The security controls for LLM applications share principles with traditional application security — least privilege, input validation, output sanitisation, monitoring — but require adaptation for the LLM context.
Input validation and output sanitisation — Treat all user input to an LLM as untrusted. Validate inputs for length, format, and content where possible. Treat all LLM outputs as untrusted before they are rendered in a UI, passed to a downstream API, or used to take an action. This is particularly important for code generation — never execute model-generated code without review.
Least-privilege for agents — Apply the same least-privilege principle you would to a service account. An agent that needs to read customer records should not also be able to write them. An agent that needs to call one internal API should not have credentials for all of them. Prefer reversible actions over irreversible ones; require human confirmation for high-impact operations.
Prompt hardening — Structure prompts to clearly separate instructions from user input. Some frameworks provide structural separators, but these are mitigations rather than guarantees. Assume that any user-controlled input could become an instruction.
Knowledge base access controls — In RAG deployments, enforce document-level access controls so that retrieval respects the same permissions the user would have if querying the underlying system directly. A user who cannot read HR records should not be able to retrieve them via a RAG query.
Monitoring and rate limiting — Log all model interactions. Rate-limit API access. Set cost alerts. Monitor for anomalous query patterns that might indicate prompt injection probing or data extraction attempts.
Supply chain hygiene — Know what models, frameworks, and plugins you are using. Evaluate the security posture of providers. Pin dependency versions. Be especially cautious with open-weight models fine-tuned by third parties.
Human oversight for high-stakes decisions — Do not rely on LLM output alone for consequential decisions — security findings, compliance assessments, financial analysis. Build human review into workflows where error rates matter.
The Agentic Frontier
In late 2025, OWASP released a separate Top 10 specifically for agentic AI systems — applications where LLMs autonomously plan and execute multi-step tasks. This reflects a genuine step-change in the risk landscape. When a model can browse the web, execute code, manage files, and call APIs in a loop without human intervention, the blast radius of a single prompt injection expands from “generates bad text” to “exfiltrates your customer database.”
If your organisation is building or evaluating AI agents — for software development, customer service automation, security operations, or internal workflows — treat agentic deployments as a distinct risk category requiring their own security assessment, not a straightforward extension of existing LLM guidance.
Key Takeaways for Security Architects
LLMs are powerful, genuinely useful, and arriving in enterprise environments whether or not security teams are ready. The good news is that the fundamental security principles — least privilege, defence in depth, input validation, monitoring — apply. The bad news is that the attack surface is new, the tooling is immature, and the speed of adoption is outrunning security practice.
A few principles to carry forward:
- The system prompt is not a security boundary. Treat it as a convenience, not a control.
- Agents need service account thinking.

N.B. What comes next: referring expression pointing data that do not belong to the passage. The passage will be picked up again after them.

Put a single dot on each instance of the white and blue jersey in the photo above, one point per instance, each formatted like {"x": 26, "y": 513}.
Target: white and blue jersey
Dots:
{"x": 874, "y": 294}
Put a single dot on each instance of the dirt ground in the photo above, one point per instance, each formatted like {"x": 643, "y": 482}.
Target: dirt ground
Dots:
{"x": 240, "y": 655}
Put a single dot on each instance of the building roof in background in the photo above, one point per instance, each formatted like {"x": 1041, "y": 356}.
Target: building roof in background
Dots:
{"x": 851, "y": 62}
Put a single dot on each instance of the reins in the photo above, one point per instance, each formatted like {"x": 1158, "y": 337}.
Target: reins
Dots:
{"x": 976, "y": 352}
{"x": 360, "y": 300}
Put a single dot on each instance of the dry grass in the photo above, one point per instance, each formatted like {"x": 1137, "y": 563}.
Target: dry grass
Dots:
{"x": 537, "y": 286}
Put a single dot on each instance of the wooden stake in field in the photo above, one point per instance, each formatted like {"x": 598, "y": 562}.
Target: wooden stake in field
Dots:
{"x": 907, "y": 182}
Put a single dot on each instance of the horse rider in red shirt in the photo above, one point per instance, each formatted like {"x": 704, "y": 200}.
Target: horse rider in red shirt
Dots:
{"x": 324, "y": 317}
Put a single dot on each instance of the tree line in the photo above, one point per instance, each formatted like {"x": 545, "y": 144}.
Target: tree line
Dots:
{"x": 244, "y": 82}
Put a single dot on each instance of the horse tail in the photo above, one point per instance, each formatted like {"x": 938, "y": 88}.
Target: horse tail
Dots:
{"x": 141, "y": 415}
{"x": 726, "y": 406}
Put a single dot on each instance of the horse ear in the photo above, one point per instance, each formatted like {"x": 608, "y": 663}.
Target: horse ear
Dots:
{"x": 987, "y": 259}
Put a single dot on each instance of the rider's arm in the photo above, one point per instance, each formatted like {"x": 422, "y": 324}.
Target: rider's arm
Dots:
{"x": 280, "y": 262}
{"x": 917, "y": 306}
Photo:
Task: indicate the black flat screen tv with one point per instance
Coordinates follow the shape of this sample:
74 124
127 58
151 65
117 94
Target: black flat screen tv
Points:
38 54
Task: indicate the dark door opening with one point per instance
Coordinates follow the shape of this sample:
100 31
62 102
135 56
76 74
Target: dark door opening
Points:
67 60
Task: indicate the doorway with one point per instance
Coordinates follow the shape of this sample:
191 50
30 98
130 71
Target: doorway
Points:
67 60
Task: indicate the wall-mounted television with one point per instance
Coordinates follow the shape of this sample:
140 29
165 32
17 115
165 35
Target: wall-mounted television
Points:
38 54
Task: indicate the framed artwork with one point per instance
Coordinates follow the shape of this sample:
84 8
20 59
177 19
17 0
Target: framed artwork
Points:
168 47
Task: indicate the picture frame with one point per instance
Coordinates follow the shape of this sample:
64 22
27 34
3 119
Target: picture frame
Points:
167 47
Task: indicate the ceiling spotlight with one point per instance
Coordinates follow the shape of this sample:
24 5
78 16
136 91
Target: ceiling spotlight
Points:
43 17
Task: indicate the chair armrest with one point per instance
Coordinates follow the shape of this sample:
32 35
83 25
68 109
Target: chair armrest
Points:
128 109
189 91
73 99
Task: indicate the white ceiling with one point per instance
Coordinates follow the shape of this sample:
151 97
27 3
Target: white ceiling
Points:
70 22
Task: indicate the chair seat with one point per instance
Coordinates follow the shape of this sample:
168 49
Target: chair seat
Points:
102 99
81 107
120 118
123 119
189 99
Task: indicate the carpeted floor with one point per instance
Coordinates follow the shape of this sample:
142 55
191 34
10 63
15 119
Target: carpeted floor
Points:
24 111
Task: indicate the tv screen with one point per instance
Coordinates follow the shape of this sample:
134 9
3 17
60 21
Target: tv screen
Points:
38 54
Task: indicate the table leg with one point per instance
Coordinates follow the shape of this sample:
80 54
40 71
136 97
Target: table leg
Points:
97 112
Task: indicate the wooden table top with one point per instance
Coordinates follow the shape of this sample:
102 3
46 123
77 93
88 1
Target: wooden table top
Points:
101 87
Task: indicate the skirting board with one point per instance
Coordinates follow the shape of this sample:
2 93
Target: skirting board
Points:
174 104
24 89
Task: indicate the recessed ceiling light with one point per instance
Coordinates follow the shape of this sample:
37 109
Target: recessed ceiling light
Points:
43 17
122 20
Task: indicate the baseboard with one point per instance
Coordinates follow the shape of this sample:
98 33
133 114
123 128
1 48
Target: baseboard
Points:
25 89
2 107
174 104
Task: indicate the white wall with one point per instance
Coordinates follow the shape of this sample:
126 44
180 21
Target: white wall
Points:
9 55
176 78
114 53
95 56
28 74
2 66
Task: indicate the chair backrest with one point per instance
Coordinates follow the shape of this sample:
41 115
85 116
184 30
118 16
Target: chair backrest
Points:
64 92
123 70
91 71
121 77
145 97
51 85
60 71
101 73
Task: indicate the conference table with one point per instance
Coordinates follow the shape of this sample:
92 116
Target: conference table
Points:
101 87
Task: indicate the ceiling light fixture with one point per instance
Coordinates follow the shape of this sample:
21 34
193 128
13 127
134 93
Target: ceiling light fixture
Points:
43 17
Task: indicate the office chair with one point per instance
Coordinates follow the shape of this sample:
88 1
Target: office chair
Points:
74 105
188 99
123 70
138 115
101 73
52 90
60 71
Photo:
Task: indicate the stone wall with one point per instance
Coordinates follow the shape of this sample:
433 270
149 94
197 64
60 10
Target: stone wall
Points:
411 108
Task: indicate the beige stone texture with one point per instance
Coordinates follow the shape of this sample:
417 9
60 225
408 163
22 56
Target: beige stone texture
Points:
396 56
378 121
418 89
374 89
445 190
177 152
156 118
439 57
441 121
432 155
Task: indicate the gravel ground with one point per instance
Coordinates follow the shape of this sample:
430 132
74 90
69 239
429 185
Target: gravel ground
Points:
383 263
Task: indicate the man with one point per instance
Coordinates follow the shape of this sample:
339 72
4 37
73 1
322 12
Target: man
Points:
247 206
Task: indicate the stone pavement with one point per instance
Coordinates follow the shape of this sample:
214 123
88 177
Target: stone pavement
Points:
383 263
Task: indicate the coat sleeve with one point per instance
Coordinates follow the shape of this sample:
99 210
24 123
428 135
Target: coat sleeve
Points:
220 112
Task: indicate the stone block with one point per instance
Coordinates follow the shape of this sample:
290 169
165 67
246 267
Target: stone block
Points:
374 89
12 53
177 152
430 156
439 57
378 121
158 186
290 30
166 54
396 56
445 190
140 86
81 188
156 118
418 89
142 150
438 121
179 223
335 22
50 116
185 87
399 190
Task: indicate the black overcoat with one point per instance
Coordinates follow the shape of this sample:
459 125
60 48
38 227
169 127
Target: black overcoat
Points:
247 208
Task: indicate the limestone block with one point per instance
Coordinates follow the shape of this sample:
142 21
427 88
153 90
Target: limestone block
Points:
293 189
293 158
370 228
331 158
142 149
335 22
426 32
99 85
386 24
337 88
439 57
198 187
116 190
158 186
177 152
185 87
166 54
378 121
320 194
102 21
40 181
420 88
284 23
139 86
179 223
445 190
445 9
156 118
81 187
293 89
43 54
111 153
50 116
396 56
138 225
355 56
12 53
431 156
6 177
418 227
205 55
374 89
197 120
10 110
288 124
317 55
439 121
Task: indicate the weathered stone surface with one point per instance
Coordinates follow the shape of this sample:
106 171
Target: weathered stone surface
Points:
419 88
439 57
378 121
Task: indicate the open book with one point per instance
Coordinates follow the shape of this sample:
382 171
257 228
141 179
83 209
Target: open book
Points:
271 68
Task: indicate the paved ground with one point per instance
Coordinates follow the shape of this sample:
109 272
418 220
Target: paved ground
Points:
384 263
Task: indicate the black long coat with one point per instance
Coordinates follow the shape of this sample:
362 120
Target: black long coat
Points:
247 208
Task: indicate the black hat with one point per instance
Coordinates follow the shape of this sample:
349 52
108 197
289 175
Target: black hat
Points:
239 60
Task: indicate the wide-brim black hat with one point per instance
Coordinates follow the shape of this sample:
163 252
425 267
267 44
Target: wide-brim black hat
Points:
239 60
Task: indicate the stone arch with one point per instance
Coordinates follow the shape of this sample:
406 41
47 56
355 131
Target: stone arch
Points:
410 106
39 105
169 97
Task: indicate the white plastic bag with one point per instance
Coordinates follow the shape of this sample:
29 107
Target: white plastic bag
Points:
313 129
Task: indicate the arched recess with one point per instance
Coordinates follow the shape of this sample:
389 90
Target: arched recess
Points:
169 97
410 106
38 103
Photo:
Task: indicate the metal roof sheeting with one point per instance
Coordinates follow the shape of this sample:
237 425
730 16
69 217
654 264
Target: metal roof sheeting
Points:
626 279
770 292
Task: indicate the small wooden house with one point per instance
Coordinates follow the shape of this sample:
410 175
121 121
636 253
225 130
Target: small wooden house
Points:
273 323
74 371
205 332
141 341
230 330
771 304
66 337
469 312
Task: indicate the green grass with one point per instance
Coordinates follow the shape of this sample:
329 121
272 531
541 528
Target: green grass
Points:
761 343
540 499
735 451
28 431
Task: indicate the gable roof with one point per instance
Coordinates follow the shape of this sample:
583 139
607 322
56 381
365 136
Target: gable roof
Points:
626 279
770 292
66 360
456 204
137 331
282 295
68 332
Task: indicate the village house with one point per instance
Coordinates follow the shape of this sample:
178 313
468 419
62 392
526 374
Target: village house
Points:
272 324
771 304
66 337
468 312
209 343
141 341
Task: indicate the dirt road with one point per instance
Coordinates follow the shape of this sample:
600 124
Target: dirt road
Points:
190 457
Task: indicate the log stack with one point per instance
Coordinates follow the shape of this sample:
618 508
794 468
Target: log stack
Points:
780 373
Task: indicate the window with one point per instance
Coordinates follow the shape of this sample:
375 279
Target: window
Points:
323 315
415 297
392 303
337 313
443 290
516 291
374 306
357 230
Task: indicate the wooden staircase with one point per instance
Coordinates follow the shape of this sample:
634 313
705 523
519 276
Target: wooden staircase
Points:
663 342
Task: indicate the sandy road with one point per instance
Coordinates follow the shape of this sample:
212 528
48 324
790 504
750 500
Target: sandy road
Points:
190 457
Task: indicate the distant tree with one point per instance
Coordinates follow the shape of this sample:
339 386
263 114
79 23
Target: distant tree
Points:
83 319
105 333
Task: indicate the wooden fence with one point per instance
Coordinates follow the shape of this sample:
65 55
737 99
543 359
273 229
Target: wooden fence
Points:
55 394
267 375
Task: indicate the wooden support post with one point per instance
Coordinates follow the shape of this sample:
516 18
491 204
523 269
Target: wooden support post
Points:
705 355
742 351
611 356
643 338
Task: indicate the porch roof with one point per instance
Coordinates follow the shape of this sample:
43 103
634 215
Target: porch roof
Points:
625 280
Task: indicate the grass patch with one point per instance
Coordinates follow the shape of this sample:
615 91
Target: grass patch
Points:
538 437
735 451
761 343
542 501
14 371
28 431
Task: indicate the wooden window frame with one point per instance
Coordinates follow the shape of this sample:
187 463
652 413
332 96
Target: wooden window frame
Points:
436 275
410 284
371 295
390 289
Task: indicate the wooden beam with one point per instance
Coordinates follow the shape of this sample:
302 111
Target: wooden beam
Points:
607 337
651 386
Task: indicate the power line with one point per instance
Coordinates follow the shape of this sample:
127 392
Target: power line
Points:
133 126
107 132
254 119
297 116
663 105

Scope their permissions as tightly as you would any non-human identity.
- RAG pipelines are data access patterns. Apply the access controls you would to any data store.
- Model output is user input to downstream systems. Sanitise it accordingly.
- Hallucination is a reliability risk and a security risk. LLM-generated security analysis can be confidently wrong.
- Start with the OWASP LLM Top 10. It is the most practical framework currently available and is updated to reflect real-world incidents.
The field is moving fast. MITRE ATLAS, NIST AI RMF, and the EU AI Act are all evolving frameworks worth tracking as the governance picture matures. For now, the OWASP LLM Top 10 and a solid grounding in how these systems actually work are the most practical starting points.